ルカに背を向けて自分は見張りへと戻った。

 









「パイソン!」
 

戻るとイリアがまだ同じ場所に立っていた。
 

「先に寝てろだって。見張りありがと。」
 

カンテラを受け取り天幕に帰るように促すが、言葉が返ってきた。
 

「その…パイソンは、見たの?」
 

伏し目がちに言ってくるイリアにパイソンは素っ気なく答えた。
 

「見たよ。」
 「で、どう、思った?」
 「え?別に。人には言えないことってあるよね。あれはちょっとぶっ飛んでたけど。」
 「ルカのこと、嫌いになったりしない?いじめたりしない?」
 「は?するかっての。こっちのほうがいじめられてるんだぞ?脅迫だね、あれは。」
 いつもの通りに軽い口調でいうとイリアは安心したように息をついた。
 「ありがとう。」
 「そんなに感謝することはないでしょ。
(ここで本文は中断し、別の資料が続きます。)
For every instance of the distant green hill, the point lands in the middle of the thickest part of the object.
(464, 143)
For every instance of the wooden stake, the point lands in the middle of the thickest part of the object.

詳しいことは明日聞くことになってるから。俺は秘密は守るから。」
 「ありがとう、パイソン。」
 

目を潤ませて自分のことのように喜んでいるようだった。
 

「ま、あんただけだったら明らかに隠し通せないし。俺が助けてやるって言ったらあっさり。ほんとに下手だな。」
 「う、そ、それは…。しょうがないじゃん。」
 「ま、今後は嘘つくときは俺に聞くことだね。ほら、天幕まで送ってやるよ。同じ住人がいないからって泣いてんじゃないぞ。」
 「泣かないもん!待ってよ!。」
 

嘘をつくには下手すぎる。だから俺が助けてやるよ。
 明日、話を聞くと、その決意はさらに固まることとなった。













ルカの秘密。竜のような姿、それは触れたくない、触れたい秘密。